When Chinese Premier visited Mamallapuram last Friday his visit was made secure by special India-made drones. Xi Jinping arrived in Chennai for a 24-hour visit for an informal summit with Prime Minister Narendra Modi. The way from Chennai airport to the temple town of Mamallapuram was reportedly surveyed and studied by aerial drone photography even before Premier Jinping made a visit. The route was of more than 50 km and the technology was developed by a team at Anna University.
An official who was working in the security arrangement of Premier Jinping told a noted newspaper, “These fixed-wing drones can map with a special resolution of 3cm, compared to Google Street view map that has a spatial resolution of 60 cm… This means anything that is of 3cm could be captured as an image, which includes things inside a parked car on the route.”
Before Jinping arrived, over the last 10 days the drones captured more than 30,000 high-resolution images which were about 14 megapixels each from a height of 100 m. A digital map was created using and stitching all these images and was converted into 3D visuals which could be reached through a mobile app.
“This helped police in identifying vulnerable points and decide on personnel deployment”, said K Senthil Kumar, researchers from Madras Institute of Technology, Anna University.
The mission was helped by six more copter drones that provided a live view to the Tamil Nadu Special Task Force. Anna University researchers were also kept in the dark about the use of this technology and the commandos were trained accordingly.
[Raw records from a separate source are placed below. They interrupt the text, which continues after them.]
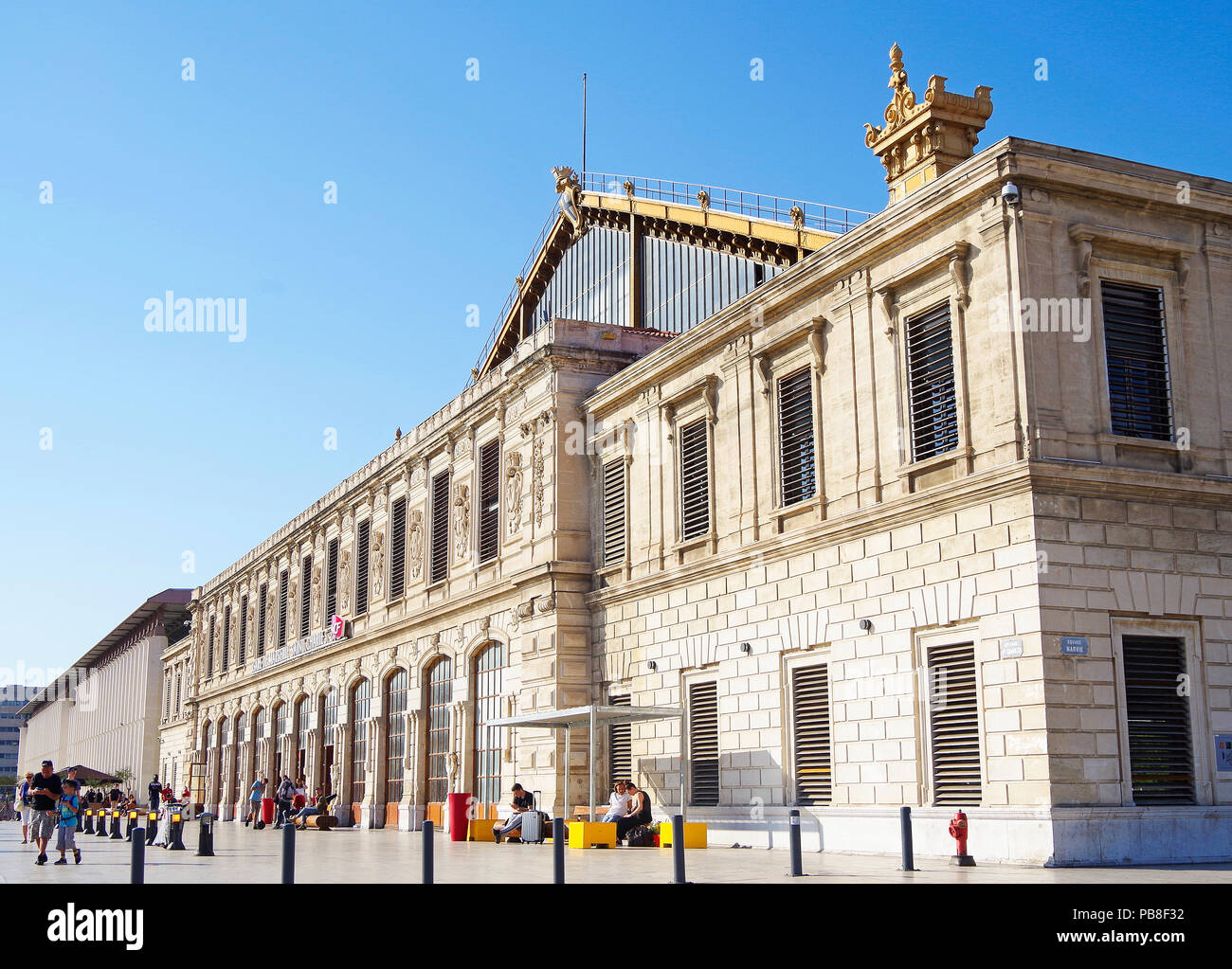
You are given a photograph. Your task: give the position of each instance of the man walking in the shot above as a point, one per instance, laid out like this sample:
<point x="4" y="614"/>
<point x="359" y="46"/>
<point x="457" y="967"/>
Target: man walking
<point x="45" y="796"/>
This is not the first time that drones are being used so productively in real-life situations. IIT Madras students had announced earlier this month that they were developing the ‘Eye in the Sky’ Disaster Management and Humanitarian Aid Services. A team from Centre For Innovation (CFI), IIT Madras, is building drones enabled with AI and Computer Vision to develop an end-to-end solution for identifying accurate and critical information on people trapped in disaster-hit areas and communicate them to the relief task force.